In a nation just emerging from the Great Depression, only the elite could afford the $750 round trip ticket (that's about $14,000 today). Among the 22 individuals on the passenger manifest for the first flight from Port Washington, in June 1939, was Roslyn native Cornelius Vanderbilt Whitney. Heir to the fortunes of two of America's wealthiest families, and an early Pan Am investor, he was also a movie producer who had recently helped finance a Civil War epic with producer David O. Selznick that would open at the end of that year. The film was called "Gone With the Wind."

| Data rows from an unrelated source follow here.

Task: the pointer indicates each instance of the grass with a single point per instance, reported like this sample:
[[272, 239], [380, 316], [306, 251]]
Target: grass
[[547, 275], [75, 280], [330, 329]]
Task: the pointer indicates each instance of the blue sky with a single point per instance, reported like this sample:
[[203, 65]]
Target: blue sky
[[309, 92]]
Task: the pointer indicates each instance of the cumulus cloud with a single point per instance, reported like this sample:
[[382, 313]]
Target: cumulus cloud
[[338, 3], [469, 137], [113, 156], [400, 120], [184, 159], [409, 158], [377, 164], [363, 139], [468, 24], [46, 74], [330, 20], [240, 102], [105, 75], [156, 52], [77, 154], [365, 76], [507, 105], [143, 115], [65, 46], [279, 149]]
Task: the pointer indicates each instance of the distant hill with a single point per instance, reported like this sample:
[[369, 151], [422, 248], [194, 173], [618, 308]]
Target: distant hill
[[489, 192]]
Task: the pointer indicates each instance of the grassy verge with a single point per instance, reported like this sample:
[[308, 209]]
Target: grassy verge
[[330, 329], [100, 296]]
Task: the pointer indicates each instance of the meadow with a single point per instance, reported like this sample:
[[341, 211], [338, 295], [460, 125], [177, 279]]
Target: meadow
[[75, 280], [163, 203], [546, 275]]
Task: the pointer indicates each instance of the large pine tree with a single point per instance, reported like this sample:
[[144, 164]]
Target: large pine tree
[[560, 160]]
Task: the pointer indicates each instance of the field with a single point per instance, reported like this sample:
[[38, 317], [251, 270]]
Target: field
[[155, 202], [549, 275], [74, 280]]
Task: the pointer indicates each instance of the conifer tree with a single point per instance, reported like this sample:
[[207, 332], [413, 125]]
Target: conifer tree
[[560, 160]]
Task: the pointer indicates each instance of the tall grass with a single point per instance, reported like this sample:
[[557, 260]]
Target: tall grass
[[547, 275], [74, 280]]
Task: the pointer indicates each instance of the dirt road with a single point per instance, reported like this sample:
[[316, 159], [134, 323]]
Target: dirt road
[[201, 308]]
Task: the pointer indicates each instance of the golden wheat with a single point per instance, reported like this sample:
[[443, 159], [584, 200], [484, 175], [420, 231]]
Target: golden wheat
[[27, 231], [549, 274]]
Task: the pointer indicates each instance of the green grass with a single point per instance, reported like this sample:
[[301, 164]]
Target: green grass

While they didn't have in-flight entertainment as we know it on the Dixie Clipper, no one was making jokes about airplane food, either. And even the pilots smoked — at least according to a 1996 memoir by Pan Am founder Juan Trippe's wife, Betty, who also flew on that inaugural flight (read an excerpt from her memoir on the Pan Am Historical Foundation's website at panam.org/explorations/681-1st-transatlantic-passenger-flight).
"At dinner … everyone was in high spirits and we enjoyed gay and interesting conversation. The tables were set high with white tablecloths. The dinner was delicious and beautifully served. Some contrasted this trip with the days of sailing ship which took two or three months to cross the ocean … yet we were crossing in twenty-four hours. Captain Sullivan came down from the control room to smoke a cigarette and visit with the passengers. He was a grand person and inspired real confidence by his cool, cheerful manner. Everything seemed so routine and matter-of-fact that we almost lost sight of the fact that this was first airplane flight to carry passengers to Europe."
The presence of another passenger who boarded the flight in Port Washington that day in June 1939 hints at why the Flying Boat passenger era was short-lived: Col. William Donovan, later the head of the Office of Strategic Services, forerunner to the modern CIA. Donovan, according to PanAm.org, was heading to Europe on the fastest available means to assess firsthand the rapidly deteriorating situation in Europe for President Franklin Roosevelt. Barely two months after the Dixie Clipper's historic flight to Europe, Hitler invaded Poland.